Based on our criteria, Hawaii is the state with the strongest unions. Workers in a labor union total 23.6%, or 119,843 workers. The rise in union membership from 2010 to 2020 was 1.9%, the fourth-highest rate in the country. The average annual wage in Hawaii is $54,930, the 14th highest in America. The most unionized occupational groups are building and grounds, cleaning and maintenance occupations.
Hawaii’s largest union is the Hawaii Government Employees Association, with tens of thousands of workers in the state government and in local governments as members. The COVID-19 recession has hit few state economies as hard as Hawaii’s, and some speculate that the spiking unemployment of the recent months also may have resulted in diminished union membership in the state.

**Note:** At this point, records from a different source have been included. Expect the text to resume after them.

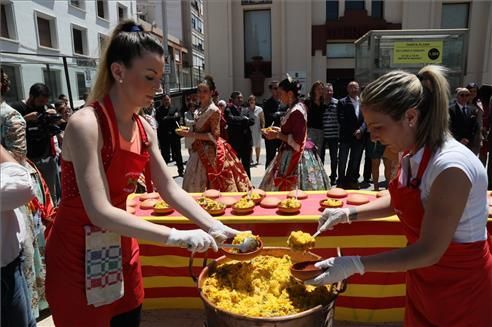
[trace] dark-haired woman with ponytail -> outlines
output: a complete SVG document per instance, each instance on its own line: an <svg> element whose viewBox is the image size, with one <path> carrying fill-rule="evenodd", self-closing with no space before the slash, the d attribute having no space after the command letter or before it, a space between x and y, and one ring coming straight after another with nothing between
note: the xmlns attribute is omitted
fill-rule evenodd
<svg viewBox="0 0 492 327"><path fill-rule="evenodd" d="M373 140L404 152L390 196L325 210L319 230L398 215L408 245L368 256L329 258L306 281L320 285L355 273L406 271L405 326L492 326L492 254L487 175L448 130L449 86L440 66L417 75L393 71L370 83L361 107Z"/></svg>
<svg viewBox="0 0 492 327"><path fill-rule="evenodd" d="M160 89L163 54L142 26L120 23L88 105L65 130L62 199L46 245L46 295L56 326L139 325L144 293L135 238L200 252L217 250L216 242L238 233L174 183L155 132L137 115ZM127 213L127 196L142 172L148 192L155 185L200 229L171 229Z"/></svg>
<svg viewBox="0 0 492 327"><path fill-rule="evenodd" d="M307 140L306 106L299 101L301 84L284 79L279 84L279 98L288 109L280 127L263 130L268 140L282 141L277 155L268 165L260 188L265 191L326 190L328 176L314 143Z"/></svg>
<svg viewBox="0 0 492 327"><path fill-rule="evenodd" d="M220 137L221 111L212 101L216 93L212 76L198 84L200 107L195 111L195 123L188 131L178 134L193 139L186 164L183 189L203 192L216 189L222 192L246 192L252 188L243 165L232 147Z"/></svg>

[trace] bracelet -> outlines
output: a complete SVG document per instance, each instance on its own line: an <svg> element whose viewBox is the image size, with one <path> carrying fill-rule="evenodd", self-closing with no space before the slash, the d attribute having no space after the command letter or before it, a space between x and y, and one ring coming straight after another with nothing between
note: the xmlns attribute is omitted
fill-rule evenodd
<svg viewBox="0 0 492 327"><path fill-rule="evenodd" d="M348 221L352 222L354 220L357 220L357 209L355 209L354 207L350 207Z"/></svg>

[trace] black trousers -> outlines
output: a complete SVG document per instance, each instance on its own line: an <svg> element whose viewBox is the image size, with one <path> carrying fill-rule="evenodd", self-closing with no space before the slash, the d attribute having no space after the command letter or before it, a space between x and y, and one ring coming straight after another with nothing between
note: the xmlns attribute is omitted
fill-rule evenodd
<svg viewBox="0 0 492 327"><path fill-rule="evenodd" d="M138 327L141 313L142 306L140 305L136 309L114 316L111 318L111 327Z"/></svg>
<svg viewBox="0 0 492 327"><path fill-rule="evenodd" d="M323 148L321 151L321 160L324 162L325 151L330 151L330 182L332 185L337 180L337 167L338 167L338 139L325 139L323 142Z"/></svg>
<svg viewBox="0 0 492 327"><path fill-rule="evenodd" d="M279 140L270 141L265 139L265 150L266 150L265 169L268 167L270 162L272 162L273 158L275 158L279 146L280 146Z"/></svg>
<svg viewBox="0 0 492 327"><path fill-rule="evenodd" d="M176 161L176 166L178 167L178 174L183 175L184 165L183 157L181 156L181 141L180 138L174 134L164 132L157 133L159 138L159 146L161 148L161 155L166 163L171 162L171 153L174 161Z"/></svg>

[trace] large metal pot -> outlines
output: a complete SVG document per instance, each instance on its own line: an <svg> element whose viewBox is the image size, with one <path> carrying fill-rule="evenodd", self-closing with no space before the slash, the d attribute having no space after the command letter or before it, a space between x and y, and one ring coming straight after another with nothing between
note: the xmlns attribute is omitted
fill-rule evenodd
<svg viewBox="0 0 492 327"><path fill-rule="evenodd" d="M311 252L296 252L290 248L284 247L265 247L260 255L270 255L274 257L282 257L288 254L291 257L293 263L308 260L319 260L320 257ZM190 258L190 267L192 266L193 257ZM211 303L202 292L202 285L205 279L211 274L216 267L221 264L231 261L231 259L223 256L212 261L205 267L200 273L198 279L193 276L194 281L197 283L200 291L200 298L205 306L205 314L207 318L206 325L208 327L329 327L333 325L333 318L335 315L335 299L337 295L344 291L345 283L339 283L337 285L337 292L333 295L332 301L325 306L318 305L309 310L301 313L282 316L282 317L246 317L235 313L231 313L217 308ZM205 263L205 262L204 262ZM190 270L191 271L191 270Z"/></svg>

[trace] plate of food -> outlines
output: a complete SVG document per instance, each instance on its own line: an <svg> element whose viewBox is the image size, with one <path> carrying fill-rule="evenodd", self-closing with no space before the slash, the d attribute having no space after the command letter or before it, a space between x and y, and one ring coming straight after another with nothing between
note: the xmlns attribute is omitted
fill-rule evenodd
<svg viewBox="0 0 492 327"><path fill-rule="evenodd" d="M323 199L319 201L321 208L341 208L343 207L343 201L340 199Z"/></svg>
<svg viewBox="0 0 492 327"><path fill-rule="evenodd" d="M174 211L164 200L157 201L154 204L154 213L157 215L168 215Z"/></svg>
<svg viewBox="0 0 492 327"><path fill-rule="evenodd" d="M241 232L220 245L220 251L226 257L238 261L253 259L262 249L263 241L251 232Z"/></svg>
<svg viewBox="0 0 492 327"><path fill-rule="evenodd" d="M255 203L248 198L241 198L232 205L232 212L239 215L246 215L254 211Z"/></svg>
<svg viewBox="0 0 492 327"><path fill-rule="evenodd" d="M340 187L332 188L331 190L328 190L328 192L326 192L326 196L329 198L341 199L345 198L347 195L347 191Z"/></svg>
<svg viewBox="0 0 492 327"><path fill-rule="evenodd" d="M366 195L362 195L362 194L352 193L352 194L349 194L347 196L347 204L352 204L352 205L358 206L358 205L366 204L369 201L370 201L369 197L367 197Z"/></svg>
<svg viewBox="0 0 492 327"><path fill-rule="evenodd" d="M292 190L292 191L289 192L289 194L287 194L287 197L288 198L297 198L297 199L300 199L300 200L304 200L304 199L307 199L308 195L303 190Z"/></svg>
<svg viewBox="0 0 492 327"><path fill-rule="evenodd" d="M301 230L290 232L287 245L294 251L307 251L314 248L316 239L309 233Z"/></svg>
<svg viewBox="0 0 492 327"><path fill-rule="evenodd" d="M278 211L280 213L294 214L301 210L301 201L295 198L288 198L280 201L278 204Z"/></svg>

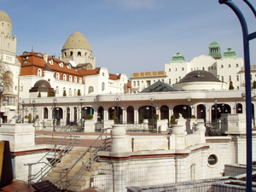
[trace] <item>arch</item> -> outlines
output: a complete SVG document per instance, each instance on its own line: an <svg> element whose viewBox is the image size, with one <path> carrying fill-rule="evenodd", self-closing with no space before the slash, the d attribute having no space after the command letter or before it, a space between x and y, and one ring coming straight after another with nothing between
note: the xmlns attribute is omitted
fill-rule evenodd
<svg viewBox="0 0 256 192"><path fill-rule="evenodd" d="M42 69L40 68L38 69L38 76L42 76Z"/></svg>
<svg viewBox="0 0 256 192"><path fill-rule="evenodd" d="M63 119L63 109L61 108L56 108L55 111L53 108L52 119L55 119L56 125L60 125L61 119Z"/></svg>
<svg viewBox="0 0 256 192"><path fill-rule="evenodd" d="M102 107L98 108L97 122L102 123L104 120L104 108Z"/></svg>
<svg viewBox="0 0 256 192"><path fill-rule="evenodd" d="M241 103L237 103L236 106L236 113L242 113L242 105Z"/></svg>
<svg viewBox="0 0 256 192"><path fill-rule="evenodd" d="M66 111L67 111L66 122L67 122L67 125L69 125L69 122L70 122L70 108L67 107Z"/></svg>
<svg viewBox="0 0 256 192"><path fill-rule="evenodd" d="M88 88L88 93L90 94L90 93L93 93L94 92L94 88L93 88L93 86L90 86L89 88Z"/></svg>
<svg viewBox="0 0 256 192"><path fill-rule="evenodd" d="M63 76L62 76L62 80L63 80L63 81L66 81L66 80L67 80L67 76L66 76L66 74L63 74Z"/></svg>
<svg viewBox="0 0 256 192"><path fill-rule="evenodd" d="M48 119L48 108L44 108L44 119Z"/></svg>
<svg viewBox="0 0 256 192"><path fill-rule="evenodd" d="M206 106L200 104L196 107L196 117L197 119L203 119L207 122L207 110Z"/></svg>
<svg viewBox="0 0 256 192"><path fill-rule="evenodd" d="M188 105L175 106L173 108L173 114L175 116L175 119L179 118L179 113L181 113L184 119L189 119L189 116L191 116L191 107L189 107Z"/></svg>
<svg viewBox="0 0 256 192"><path fill-rule="evenodd" d="M127 124L134 124L134 108L129 106L127 111Z"/></svg>
<svg viewBox="0 0 256 192"><path fill-rule="evenodd" d="M112 107L108 108L108 119L113 119L114 123L122 123L123 110L120 107Z"/></svg>
<svg viewBox="0 0 256 192"><path fill-rule="evenodd" d="M219 103L212 106L212 122L219 119L222 113L230 113L231 108L228 104Z"/></svg>
<svg viewBox="0 0 256 192"><path fill-rule="evenodd" d="M138 109L139 113L139 119L140 122L143 123L143 119L148 119L148 124L152 125L152 118L156 113L155 108L152 106L143 106Z"/></svg>
<svg viewBox="0 0 256 192"><path fill-rule="evenodd" d="M60 73L55 73L55 79L60 79Z"/></svg>
<svg viewBox="0 0 256 192"><path fill-rule="evenodd" d="M160 119L168 119L169 121L169 108L166 105L160 108Z"/></svg>

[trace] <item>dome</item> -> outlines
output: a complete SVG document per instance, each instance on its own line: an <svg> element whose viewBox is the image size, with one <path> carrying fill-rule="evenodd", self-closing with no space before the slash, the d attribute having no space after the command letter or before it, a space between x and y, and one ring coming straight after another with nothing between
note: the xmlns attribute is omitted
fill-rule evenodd
<svg viewBox="0 0 256 192"><path fill-rule="evenodd" d="M177 84L185 82L198 82L198 81L211 81L211 82L221 82L210 72L197 70L189 73L185 75Z"/></svg>
<svg viewBox="0 0 256 192"><path fill-rule="evenodd" d="M34 88L51 88L51 86L46 80L38 80L35 83Z"/></svg>
<svg viewBox="0 0 256 192"><path fill-rule="evenodd" d="M227 57L237 58L237 56L236 55L236 51L231 48L225 49L224 52L223 58L227 58Z"/></svg>
<svg viewBox="0 0 256 192"><path fill-rule="evenodd" d="M219 44L217 41L212 41L209 44L209 48L220 48L220 45L219 45Z"/></svg>
<svg viewBox="0 0 256 192"><path fill-rule="evenodd" d="M172 55L172 60L171 62L184 62L184 61L185 61L184 56L180 53L177 53Z"/></svg>
<svg viewBox="0 0 256 192"><path fill-rule="evenodd" d="M68 37L63 45L62 49L68 48L82 48L90 49L90 45L83 34L76 32Z"/></svg>
<svg viewBox="0 0 256 192"><path fill-rule="evenodd" d="M5 13L4 11L3 11L3 10L0 10L0 20L1 21L6 21L6 22L9 22L9 23L12 23L12 20L9 18L9 16L8 15L8 14Z"/></svg>

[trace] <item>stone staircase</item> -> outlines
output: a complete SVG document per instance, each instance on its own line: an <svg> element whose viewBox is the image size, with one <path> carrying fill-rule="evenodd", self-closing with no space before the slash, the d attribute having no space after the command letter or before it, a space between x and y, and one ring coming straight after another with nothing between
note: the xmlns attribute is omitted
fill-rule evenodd
<svg viewBox="0 0 256 192"><path fill-rule="evenodd" d="M83 154L83 153L86 150L86 148L74 148L69 154L66 154L64 159L61 160L60 163L54 167L51 172L48 173L46 177L43 178L43 180L49 180L55 185L60 188L65 188L66 183L61 183L60 181L60 172L61 169L69 168L73 166L73 164ZM95 148L92 148L92 151ZM84 157L77 163L74 167L70 170L67 174L67 179L70 179L76 172L79 171L82 166L90 159L90 152L87 152ZM100 166L99 162L94 162L90 167L90 170L86 172L85 174L81 177L79 181L75 184L75 186L72 189L73 191L81 191L85 189L90 188L90 177L98 174L98 167ZM62 172L61 177L63 177L63 181L67 179L66 172Z"/></svg>

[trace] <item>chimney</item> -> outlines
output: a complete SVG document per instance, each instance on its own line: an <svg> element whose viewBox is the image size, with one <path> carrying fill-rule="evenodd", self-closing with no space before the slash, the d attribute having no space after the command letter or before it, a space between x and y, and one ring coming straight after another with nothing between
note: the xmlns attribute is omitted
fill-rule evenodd
<svg viewBox="0 0 256 192"><path fill-rule="evenodd" d="M48 62L48 54L44 54L44 60L46 63Z"/></svg>

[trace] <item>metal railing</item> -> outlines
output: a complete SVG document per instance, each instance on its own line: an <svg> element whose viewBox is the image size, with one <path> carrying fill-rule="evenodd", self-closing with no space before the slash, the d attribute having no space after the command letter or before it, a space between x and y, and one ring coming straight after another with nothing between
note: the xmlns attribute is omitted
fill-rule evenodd
<svg viewBox="0 0 256 192"><path fill-rule="evenodd" d="M90 171L92 164L97 160L98 155L97 153L99 151L108 150L110 148L111 138L108 137L108 130L112 128L104 128L102 130L101 135L93 142L93 143L88 147L88 148L79 157L79 159L68 168L61 169L60 172L60 181L61 183L65 183L65 186L62 186L64 189L72 189L75 186L75 184L81 179L81 177L85 174L86 172ZM103 138L103 134L105 135L105 138ZM103 143L98 148L93 148L93 145L99 140L102 140ZM90 153L90 158L84 162L83 157ZM68 178L69 172L76 166L79 162L82 162L82 166L79 170L76 172L73 175L71 178Z"/></svg>
<svg viewBox="0 0 256 192"><path fill-rule="evenodd" d="M24 166L28 166L28 186L32 184L32 181L42 181L43 177L46 176L47 173L73 148L73 147L77 144L77 141L79 137L72 136L72 132L73 131L70 131L66 136L55 135L55 137L58 137L60 139L62 137L62 139L55 144L54 147L37 162L24 164ZM46 160L48 160L48 162ZM43 166L37 173L32 174L32 166L38 166L40 164L44 164L44 166Z"/></svg>

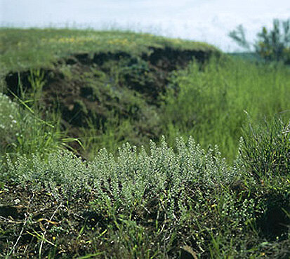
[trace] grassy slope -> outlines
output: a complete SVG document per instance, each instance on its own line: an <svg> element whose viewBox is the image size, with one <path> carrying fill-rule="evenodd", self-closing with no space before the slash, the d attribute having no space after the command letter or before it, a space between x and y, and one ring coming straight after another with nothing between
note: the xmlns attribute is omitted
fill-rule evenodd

At the other end of the spectrum, the states where labor union participation is weakest are those that have strong anti-union laws. Perhaps the most common and effective anti-union measures are so-called right-to-work laws, which prohibit companies from requiring employees to join a union or pay dues. The term “right-to-work” is misleading, as in no way do these laws guarantee employment for those seeking it. Instead, they erode the strength of unions, diminishing their collective bargaining power.
Nationwide, the typical union member earns about 19% more than the typical worker with no union affiliation does. Not surprisingly, states with greater union participation also tend to have higher average annual wages.
Our methodology: To determine the states with the strongest and weakest unions, 24/7 Wall St. reviewed union membership statistics from UnionStats, a database powered by the U.S. Census Bureau’s Current Population Survey. States were ranked based on the number of workers in unions as a percentage of total employment. Additional data on historical union membership and union membership by sector also came from UnionStats. Supplemental data on annual median wage came from the Bureau of Labor Statistics’ Occupational Employment Statistics program and is for 2019.